/hbcm

A R package to perform clustering for the continuous network data in matrix format.

Primary LanguageROtherNOASSERTION

hbcm package

Project Status: Active - The project has reached a stable, usable state and is being actively developed. R build status

Community detection is a clustering method based on objects’ pairwise relationships such that objects classified in the same group are more densely connected than objects from different groups and correlations within the same cluster are homogeneous. Most of the model-based community detection methods such as the stochastic block model and its variants are designed for networks with binary (yes/no) connectivity values, which ignores the practical scenarios where the pairwise relationships are continuous, reflecting different degrees of connectivity. The heterogeneous block covariance model (HBCM) proposes a novel clustering structure applicable on signed and continuous connections, such as the covariances or correlations between objects. Furthermore, it takes into account the heterogeneous property of each object within a community. A novel variational EM algorithm is employed to estimate the optimal group membership. HBCM has provable consistent estimation of clustering memberships and its practical performance is demonstrated by numerical simulations. The HBCM is illustrated on yeast gene expression data and gene groups with correlated expression levels responding to the same transcription factors are detected.

Installation

You can install the development version from GitHub with:

# install.packages("devtools")
devtools::install_github("xiangli2pro/hbcm")

# load package
library('hbcm')

Examples

1. Simulation data

Create a matrix data x of dimension NxP=1000x500, with columns belonging to five (K=5) non-overlapping groups (groups labeled as 1 to 5). x values are determined by three things: parameter vector alpha of size NxK (follows multivariate normal distribution), heterogeneous parameters vector hlambda and hsigma of sizes Px1 respectively.

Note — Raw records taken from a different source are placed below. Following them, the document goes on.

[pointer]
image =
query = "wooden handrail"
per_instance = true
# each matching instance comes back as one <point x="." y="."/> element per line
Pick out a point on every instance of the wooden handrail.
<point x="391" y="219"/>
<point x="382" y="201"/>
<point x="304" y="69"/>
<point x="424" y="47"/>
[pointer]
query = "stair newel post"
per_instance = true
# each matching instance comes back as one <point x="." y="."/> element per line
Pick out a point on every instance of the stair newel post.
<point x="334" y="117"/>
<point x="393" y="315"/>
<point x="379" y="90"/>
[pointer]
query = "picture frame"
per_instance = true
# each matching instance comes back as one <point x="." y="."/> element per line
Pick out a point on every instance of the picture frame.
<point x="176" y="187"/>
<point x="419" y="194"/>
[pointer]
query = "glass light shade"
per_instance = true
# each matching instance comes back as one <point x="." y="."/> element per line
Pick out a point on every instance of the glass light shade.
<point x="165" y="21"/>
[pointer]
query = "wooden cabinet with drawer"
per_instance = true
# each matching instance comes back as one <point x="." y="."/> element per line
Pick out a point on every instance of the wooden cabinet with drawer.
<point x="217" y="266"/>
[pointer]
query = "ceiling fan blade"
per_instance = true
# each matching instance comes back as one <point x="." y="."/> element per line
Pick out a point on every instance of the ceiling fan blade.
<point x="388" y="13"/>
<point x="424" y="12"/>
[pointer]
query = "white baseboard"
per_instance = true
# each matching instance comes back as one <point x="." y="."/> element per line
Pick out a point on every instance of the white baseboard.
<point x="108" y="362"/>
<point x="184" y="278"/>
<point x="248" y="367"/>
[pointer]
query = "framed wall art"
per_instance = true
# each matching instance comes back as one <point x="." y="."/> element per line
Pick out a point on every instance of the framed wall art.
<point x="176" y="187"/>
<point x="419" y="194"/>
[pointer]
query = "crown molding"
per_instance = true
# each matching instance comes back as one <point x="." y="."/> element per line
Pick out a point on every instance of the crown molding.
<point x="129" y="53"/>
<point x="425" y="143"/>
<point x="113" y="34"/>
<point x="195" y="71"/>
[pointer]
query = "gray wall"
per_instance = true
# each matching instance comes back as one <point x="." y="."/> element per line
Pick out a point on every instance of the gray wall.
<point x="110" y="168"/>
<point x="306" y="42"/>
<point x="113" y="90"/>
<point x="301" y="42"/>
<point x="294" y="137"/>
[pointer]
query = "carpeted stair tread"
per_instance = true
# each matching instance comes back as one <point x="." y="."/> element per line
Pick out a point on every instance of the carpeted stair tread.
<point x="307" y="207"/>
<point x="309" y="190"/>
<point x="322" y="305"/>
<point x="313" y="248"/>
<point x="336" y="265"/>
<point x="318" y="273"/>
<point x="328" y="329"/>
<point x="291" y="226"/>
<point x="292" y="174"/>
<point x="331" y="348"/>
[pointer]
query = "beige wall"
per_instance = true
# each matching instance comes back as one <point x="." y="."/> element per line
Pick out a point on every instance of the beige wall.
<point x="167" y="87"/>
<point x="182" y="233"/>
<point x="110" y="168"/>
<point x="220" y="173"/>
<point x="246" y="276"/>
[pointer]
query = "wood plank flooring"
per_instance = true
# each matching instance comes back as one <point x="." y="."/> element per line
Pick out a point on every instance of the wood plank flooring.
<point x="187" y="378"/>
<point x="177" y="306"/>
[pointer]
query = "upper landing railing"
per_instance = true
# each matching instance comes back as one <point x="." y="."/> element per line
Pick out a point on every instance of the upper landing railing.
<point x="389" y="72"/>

# check function arguments and return values documentation
?hbcm::data_gen
# x dimension
n <- 500
p <- 500

# cluster number
centers <- 5
# cluster labels follow a multinulli distribution with probability ppi
ppi <- rep(1/centers, centers)
# simulate a vector of labels from the multinulli distribution
labels <- sample(c(1:centers), size = p, replace = TRUE, prob = ppi) 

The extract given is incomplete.